Hacker News new | ask | show | jobs
by jandrewrogers 2369 days ago
There are a couple common architectural patterns that are easy to express in C++ but tend to violate assumptions in Rust's safety model. Database engines run into them frequently due to the nature of their core operations, and this ignores that most data structures are intrinsically globals (which Rust doesn't like) due to tight hardware coupling.

Rust assumes that all references to memory are visible at compile-time, and the safety analysis can be applied in cases where this is true with the usual caveats around borrow-checking. The "unsafe" facility is designed to interface with code written in other languages that don't respect Rust's model, and it works well for that. But how do you express the case, common in database engines (because direct storage-backed), where hardware can hold mutable references to most of your address space? There is no way to determine at compile-time if a mutable reference will be unique at runtime or to even sandbox it to a small bit of code. As a consequence, most memory reference are effectively mutable. There are workarounds that will minimize the quantity of unsafe code in Rust if you are willing to sacrifice performance and elegance.

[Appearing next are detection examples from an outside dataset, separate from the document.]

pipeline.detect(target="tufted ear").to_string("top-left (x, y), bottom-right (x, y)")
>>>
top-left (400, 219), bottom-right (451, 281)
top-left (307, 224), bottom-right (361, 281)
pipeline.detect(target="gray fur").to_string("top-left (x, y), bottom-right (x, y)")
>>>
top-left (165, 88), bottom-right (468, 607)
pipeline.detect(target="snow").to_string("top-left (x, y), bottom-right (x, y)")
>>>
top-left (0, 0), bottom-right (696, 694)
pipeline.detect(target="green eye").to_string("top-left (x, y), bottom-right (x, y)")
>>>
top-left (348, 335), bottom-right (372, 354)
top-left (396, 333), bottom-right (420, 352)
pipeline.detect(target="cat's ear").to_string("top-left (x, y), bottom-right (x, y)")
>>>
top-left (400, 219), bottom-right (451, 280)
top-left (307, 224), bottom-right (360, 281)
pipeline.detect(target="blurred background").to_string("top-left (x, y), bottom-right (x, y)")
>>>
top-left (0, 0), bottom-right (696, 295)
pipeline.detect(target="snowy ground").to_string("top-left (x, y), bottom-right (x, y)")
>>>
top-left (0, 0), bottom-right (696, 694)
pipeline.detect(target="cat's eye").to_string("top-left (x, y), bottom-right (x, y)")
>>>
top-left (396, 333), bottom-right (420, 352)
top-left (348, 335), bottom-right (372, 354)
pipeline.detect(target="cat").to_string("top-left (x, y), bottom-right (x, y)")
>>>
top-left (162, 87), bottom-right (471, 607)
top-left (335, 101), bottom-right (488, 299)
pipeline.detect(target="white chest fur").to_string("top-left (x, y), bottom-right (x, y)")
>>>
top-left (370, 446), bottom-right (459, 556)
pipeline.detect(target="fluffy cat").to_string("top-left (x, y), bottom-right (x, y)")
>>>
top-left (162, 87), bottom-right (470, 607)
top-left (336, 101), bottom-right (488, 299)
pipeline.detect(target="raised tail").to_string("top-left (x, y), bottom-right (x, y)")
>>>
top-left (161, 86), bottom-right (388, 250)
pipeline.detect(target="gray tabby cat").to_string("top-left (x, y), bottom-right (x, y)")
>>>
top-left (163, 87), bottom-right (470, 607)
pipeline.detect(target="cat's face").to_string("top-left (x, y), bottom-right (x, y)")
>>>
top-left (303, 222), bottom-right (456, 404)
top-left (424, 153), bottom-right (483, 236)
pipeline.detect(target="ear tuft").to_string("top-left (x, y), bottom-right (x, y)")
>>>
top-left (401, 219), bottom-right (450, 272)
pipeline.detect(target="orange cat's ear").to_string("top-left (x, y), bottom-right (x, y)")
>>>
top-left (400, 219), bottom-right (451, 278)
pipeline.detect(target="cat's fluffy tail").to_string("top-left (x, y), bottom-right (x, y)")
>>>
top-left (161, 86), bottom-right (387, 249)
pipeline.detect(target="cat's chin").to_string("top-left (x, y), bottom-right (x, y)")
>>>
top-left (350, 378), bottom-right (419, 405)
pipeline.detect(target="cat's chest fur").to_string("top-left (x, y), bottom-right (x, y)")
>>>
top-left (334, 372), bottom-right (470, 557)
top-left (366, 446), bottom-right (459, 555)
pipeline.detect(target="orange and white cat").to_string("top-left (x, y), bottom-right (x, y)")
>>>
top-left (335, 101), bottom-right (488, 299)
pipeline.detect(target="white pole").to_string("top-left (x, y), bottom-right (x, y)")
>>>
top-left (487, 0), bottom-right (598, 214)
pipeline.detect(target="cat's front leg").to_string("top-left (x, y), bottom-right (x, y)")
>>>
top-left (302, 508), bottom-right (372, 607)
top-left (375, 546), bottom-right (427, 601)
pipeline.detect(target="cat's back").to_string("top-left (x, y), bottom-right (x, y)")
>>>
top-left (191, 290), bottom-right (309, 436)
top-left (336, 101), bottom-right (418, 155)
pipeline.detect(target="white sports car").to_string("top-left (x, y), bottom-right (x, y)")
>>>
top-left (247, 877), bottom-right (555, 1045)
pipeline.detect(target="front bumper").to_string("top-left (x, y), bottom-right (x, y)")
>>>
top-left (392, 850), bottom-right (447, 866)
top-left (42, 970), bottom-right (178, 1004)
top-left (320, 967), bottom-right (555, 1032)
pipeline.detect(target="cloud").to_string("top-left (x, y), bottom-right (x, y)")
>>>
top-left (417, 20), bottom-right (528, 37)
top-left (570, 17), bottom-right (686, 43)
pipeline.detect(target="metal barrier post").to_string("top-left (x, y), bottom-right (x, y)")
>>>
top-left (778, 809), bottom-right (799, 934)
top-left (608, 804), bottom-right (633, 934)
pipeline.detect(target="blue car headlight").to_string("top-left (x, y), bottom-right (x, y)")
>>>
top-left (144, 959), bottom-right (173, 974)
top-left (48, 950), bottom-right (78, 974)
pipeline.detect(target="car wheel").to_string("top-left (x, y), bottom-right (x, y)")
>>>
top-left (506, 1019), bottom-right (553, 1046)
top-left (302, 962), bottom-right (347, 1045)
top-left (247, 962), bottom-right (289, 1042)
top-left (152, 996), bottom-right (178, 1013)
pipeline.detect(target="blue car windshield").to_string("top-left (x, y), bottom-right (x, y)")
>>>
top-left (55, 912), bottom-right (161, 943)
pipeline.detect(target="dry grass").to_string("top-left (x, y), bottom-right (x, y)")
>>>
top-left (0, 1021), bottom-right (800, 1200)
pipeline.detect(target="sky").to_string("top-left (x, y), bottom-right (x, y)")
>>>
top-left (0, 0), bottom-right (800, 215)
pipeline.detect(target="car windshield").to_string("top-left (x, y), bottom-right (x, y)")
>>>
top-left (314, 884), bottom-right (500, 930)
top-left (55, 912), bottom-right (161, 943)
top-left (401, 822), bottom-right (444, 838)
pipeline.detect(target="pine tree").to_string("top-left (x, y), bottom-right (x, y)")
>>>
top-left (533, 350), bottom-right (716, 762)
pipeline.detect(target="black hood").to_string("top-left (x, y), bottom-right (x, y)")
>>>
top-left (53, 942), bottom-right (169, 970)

In databases, having many mutable references to the same memory has few safety implications because ownership of memory is dynamically assigned at runtime by a scheduler that guarantees safe access without locking or blocking. This safety model solves the hardware ownership problem, which is why it is used, but it also enables quite a bit of dynamic optimization even if all your references are in software so you'd want to do things this way anyway. In C++, you can make all of this largely transparent on top of explicitly mutable references to memory. Again, you can produce a minimally unsafe version of this in Rust but it is going to be significantly uglier and slower.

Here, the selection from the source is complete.